In 2020, Madeline Greenberg asked three artists to
                create a
                portrait of her based on a shared portfolio of her personal data.
                
                madelinesnotes.cloud is the data
                portrait created
                by 
Maya
                    Man...
            
            When Madeline sent over the Google Drive folder containing all of her personal data, I kept thinking about
            those common
            refrains spoken in conversations around digital surveillance: "I've done nothing wrong," some will say, or
            "I have
            nothing to hide." Overall, yeah, this may very well be true. But that doesn't mean there aren't still
            things
            you would
            probably rather keep private. Asked to create a "portrait" of Madeline based on her data usage, I wondered
            what kind of
            files I might find that felt like the "would rather keep private" kind...
            
            As I moved from her Google Search history to her Instagram messages to her Spotify playlists, I felt like I
            was slowly
            putting together a puzzle of a person. I was unsure what aspect I wanted to focus on for her portrait until
            I found a
            folder nested inside of her Apple data that held every entry she had typed into her Notes app since 2017.
            Reading
            through that felt criminally invasive, like reading her diary. Or maybe more like reading her
            mind. I felt
            like her heart was on the screen in a way it can never quite be when we're sharing content online that's
            intended for an
            unknowable, ever expanding audience.

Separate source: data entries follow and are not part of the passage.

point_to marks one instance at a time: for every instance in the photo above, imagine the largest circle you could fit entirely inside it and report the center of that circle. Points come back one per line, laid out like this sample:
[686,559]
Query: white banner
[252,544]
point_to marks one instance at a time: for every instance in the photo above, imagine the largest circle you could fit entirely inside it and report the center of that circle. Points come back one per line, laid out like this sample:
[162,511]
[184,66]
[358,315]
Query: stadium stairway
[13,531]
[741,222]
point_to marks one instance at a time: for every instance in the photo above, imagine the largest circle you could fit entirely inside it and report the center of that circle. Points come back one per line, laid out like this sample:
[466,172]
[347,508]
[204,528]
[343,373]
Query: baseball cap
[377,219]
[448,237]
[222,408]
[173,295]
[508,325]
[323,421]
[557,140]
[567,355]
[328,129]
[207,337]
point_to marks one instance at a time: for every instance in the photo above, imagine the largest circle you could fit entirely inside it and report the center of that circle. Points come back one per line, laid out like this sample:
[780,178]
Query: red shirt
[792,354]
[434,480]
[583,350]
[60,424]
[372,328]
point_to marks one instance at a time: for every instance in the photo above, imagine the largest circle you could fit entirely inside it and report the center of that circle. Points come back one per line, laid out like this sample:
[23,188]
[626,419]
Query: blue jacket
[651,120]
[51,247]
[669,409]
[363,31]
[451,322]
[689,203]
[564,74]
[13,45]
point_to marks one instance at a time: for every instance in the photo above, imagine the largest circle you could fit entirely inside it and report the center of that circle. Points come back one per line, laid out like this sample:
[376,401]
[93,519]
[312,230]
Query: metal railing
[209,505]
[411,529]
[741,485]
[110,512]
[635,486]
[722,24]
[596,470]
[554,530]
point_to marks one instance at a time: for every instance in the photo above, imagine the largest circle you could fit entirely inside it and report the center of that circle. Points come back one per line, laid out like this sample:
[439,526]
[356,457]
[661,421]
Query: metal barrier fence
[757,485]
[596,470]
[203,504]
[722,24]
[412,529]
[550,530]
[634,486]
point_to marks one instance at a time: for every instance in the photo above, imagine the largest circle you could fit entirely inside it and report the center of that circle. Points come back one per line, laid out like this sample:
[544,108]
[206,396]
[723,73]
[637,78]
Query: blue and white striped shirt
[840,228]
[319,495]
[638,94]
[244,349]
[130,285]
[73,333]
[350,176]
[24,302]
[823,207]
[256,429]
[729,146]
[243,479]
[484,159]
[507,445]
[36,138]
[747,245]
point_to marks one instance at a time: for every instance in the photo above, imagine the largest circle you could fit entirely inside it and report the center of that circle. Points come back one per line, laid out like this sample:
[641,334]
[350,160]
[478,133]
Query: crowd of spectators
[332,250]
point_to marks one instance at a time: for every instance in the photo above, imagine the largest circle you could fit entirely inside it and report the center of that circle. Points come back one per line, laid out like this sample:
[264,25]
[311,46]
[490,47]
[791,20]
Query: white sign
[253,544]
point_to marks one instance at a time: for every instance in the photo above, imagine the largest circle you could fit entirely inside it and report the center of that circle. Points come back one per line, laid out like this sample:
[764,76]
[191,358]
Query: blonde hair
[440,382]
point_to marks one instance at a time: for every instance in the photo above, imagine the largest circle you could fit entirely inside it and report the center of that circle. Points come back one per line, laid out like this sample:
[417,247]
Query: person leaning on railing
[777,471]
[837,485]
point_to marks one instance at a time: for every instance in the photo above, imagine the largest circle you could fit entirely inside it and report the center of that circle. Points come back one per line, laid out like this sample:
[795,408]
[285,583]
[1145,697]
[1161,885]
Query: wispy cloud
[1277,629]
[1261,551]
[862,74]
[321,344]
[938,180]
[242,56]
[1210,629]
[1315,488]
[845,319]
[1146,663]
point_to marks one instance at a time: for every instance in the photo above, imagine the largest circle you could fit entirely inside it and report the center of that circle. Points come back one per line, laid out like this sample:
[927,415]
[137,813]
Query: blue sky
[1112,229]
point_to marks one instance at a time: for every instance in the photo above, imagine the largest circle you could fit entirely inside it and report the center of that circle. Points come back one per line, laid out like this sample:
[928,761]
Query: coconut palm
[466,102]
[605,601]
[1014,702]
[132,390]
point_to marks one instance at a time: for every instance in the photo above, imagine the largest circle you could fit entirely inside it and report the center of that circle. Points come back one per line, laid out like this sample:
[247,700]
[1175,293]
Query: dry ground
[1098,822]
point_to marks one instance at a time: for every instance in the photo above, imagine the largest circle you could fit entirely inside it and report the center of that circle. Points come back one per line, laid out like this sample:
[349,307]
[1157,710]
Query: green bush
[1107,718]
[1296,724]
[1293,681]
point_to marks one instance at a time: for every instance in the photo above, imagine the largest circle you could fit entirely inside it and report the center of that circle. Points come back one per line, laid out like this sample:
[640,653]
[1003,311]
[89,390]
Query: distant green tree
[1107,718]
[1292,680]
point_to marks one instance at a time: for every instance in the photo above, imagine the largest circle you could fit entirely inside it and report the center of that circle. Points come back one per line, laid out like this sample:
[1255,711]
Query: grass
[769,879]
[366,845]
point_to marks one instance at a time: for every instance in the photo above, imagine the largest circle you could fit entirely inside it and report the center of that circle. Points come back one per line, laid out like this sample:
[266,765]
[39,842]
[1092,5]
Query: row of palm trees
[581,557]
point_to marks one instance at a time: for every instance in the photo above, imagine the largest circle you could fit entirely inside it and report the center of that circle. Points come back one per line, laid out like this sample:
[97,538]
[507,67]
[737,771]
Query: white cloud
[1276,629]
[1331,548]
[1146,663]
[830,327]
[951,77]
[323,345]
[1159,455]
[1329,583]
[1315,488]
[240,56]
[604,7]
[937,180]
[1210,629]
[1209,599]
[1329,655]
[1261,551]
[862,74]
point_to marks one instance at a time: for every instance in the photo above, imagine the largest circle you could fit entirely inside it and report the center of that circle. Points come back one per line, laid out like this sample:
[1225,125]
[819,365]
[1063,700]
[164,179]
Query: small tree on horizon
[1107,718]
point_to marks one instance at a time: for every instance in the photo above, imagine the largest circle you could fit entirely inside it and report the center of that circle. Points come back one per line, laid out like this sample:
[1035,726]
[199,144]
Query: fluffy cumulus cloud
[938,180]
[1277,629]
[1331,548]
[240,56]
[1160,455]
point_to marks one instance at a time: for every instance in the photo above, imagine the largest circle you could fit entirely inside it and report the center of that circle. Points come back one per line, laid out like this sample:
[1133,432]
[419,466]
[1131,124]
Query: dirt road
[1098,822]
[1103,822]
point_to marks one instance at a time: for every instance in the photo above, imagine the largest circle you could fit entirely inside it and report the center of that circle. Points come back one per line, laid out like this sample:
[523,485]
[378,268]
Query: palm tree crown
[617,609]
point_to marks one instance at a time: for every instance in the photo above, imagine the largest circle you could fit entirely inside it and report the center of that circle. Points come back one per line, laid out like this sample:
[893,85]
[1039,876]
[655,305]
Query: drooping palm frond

The notes she typed over the years into Apple's app on her phone or
            laptop were
            clearly always intended for herself and herself alone.
            
            Combing through the files, I learned that her mom passed away when she was 13 years old. She gets her
            eyebrows waxed and
            recently got her ears pierced. She previously attended NYU before transferring to Brown. I learned that
            she's Jewish. In
            the fall of 2018, she travelled abroad, got high, and made new friends. She's dairy free. She reads often,
            wears makeup,
            wants to write a play, and is part of a sorority. She's extremely driven and self-reflective. She
            actively questions
            herself and the world around her.
            
            None of this information was gleaned because her phone tracked her location, listened in on her
            conversations, or
            analyzed her search/browsing history. All of these details were self reported and recorded by Madeline
            herself.
            Thoughts, to-do lists, dreams, important addresses... it was all written there for her own safe keeping.
            
            In her manifesto 
Glitch
                Feminism,
            Legacy Russell writes that "the machine is a material through which we
            process our
            bodily experience." A physical notebook, journal, or diary has long served as a way for us to process our
            experiences,
            but what does that exercise look like (and 
feel like) when our digital
            version of those tools
            is uploaded to
            the cloud?
            
            I'd like to end by highlighting some words Madeline typed into her Notes app on December 10, 2020: "Ghost in
            the machine.
            What is the soul, the self, if you can open up the brain?"
            
            Please move through this site with care and compassion.